Denisov was bandaged up and put to bed. Next day he waked up calm and in good spirits.

But at midday the adjutant of the regiment came with a grave and gloomy face to the hut shared by Denisov and Rostov, and regretfully showed them a formal communication to Major Denisov from the colonel, in which inquiries were made about the incidents of the previous day. The adjutant informed them that the affair seemed likely to take a very disastrous turn; that a court-martial was to be held; and that, with the strictness now prevailing as regards pillaging and breach of discipline, it would be a lucky chance if it ended in being degraded to the ranks.

The case, as presented by the offended parties, was that Major Denisov, after carrying off the transports, had without any provocation come in a drunken condition to the chief commissioner of the commissariat, had called him a thief, threatened to beat him; and, when he was led out, had rushed into the office, attacked two officials, and sprained the arm of one of them.

In response to further inquiries from Rostov, Denisov said, laughing, that it did seem certainly as though some other fellow had been mixed up in it, but that it was all stuff and nonsense; that he would never dream of being afraid of courts of any sort, and that if the scoundrels dared to pick a quarrel with him, he would give them an answer they wouldn't soon forget.

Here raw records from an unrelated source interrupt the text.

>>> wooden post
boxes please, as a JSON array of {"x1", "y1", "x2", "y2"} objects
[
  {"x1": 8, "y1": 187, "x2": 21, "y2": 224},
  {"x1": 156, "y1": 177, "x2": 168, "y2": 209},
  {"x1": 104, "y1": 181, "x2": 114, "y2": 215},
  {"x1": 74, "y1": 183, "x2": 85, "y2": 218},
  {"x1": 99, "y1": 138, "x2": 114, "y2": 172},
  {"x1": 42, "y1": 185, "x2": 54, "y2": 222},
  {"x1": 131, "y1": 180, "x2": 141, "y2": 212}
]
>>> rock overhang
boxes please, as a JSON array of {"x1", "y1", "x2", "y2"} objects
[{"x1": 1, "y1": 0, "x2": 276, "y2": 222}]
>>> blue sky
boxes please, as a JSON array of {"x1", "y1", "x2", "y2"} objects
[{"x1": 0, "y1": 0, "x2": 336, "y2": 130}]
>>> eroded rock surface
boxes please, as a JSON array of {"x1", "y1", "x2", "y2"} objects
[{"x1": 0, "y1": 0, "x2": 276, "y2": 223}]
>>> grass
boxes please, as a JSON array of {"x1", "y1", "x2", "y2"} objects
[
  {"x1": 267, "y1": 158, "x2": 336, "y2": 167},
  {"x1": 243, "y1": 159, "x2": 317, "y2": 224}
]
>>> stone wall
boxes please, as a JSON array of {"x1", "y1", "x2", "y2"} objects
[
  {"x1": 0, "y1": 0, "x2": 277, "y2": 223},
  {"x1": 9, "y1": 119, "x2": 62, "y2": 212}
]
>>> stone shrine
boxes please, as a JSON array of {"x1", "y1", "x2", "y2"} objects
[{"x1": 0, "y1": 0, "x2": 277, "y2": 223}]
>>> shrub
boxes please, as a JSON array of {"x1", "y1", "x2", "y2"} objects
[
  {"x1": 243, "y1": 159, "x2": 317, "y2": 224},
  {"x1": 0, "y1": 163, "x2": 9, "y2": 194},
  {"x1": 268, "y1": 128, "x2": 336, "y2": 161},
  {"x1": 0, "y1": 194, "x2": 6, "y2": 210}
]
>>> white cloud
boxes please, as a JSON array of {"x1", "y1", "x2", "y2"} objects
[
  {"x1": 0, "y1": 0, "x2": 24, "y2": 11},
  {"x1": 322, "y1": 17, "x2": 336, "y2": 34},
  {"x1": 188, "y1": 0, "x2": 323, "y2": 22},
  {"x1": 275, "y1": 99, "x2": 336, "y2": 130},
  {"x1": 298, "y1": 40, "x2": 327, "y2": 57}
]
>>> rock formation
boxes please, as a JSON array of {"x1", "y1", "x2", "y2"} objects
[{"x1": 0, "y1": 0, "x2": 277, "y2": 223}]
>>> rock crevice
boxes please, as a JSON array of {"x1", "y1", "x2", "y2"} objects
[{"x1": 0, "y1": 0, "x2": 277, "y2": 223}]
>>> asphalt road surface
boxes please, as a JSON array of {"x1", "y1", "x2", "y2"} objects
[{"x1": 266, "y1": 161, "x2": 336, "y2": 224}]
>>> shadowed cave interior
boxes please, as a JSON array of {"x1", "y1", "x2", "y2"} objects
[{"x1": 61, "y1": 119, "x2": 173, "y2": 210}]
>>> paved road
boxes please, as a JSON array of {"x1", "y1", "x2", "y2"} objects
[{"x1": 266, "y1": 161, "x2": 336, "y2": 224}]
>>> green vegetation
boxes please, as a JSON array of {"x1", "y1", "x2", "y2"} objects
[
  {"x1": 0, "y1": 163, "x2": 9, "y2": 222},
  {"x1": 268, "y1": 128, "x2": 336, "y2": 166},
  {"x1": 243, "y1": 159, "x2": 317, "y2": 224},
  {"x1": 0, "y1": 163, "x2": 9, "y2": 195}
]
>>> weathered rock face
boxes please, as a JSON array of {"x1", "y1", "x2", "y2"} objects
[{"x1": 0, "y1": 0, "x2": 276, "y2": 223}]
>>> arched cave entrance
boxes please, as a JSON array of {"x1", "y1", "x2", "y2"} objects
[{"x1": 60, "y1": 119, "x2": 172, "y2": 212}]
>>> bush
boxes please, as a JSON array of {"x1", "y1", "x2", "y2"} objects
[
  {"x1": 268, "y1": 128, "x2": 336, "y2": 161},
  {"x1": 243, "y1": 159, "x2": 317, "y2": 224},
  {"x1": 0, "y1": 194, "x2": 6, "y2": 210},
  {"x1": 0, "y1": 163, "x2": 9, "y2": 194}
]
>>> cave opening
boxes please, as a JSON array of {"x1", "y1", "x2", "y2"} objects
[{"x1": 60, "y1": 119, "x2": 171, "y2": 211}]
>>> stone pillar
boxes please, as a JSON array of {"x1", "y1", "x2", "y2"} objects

Denisov spoke in this careless way of the whole affair. But Rostov knew him too well not to detect that in his heart (though he hid it from others) he was afraid of a court-martial, and was worrying over the matter, which was obviously certain to have disastrous consequences. Documents began to come every day, and notices from the court, and Denisov received a summons to put his squadron under the command of the officer next in seniority, and on the first of May to appear before the staff of the division for an investigation into the row in the commissariat office. On the previous day Platov undertook a reconnaissance of the enemy with two regiments of Cossacks and two squadrons of hussars. Denisov, with his usual swaggering gallantry, rode in the front of the line. One of the bullets fired by the French sharpshooters struck him in the fleshy upper part of the leg. Possibly at any other time Denisov would not have left the regiment for so slight a wound, but now he took advantage of it to excuse himself from appearing before the staff, and went into the hospital.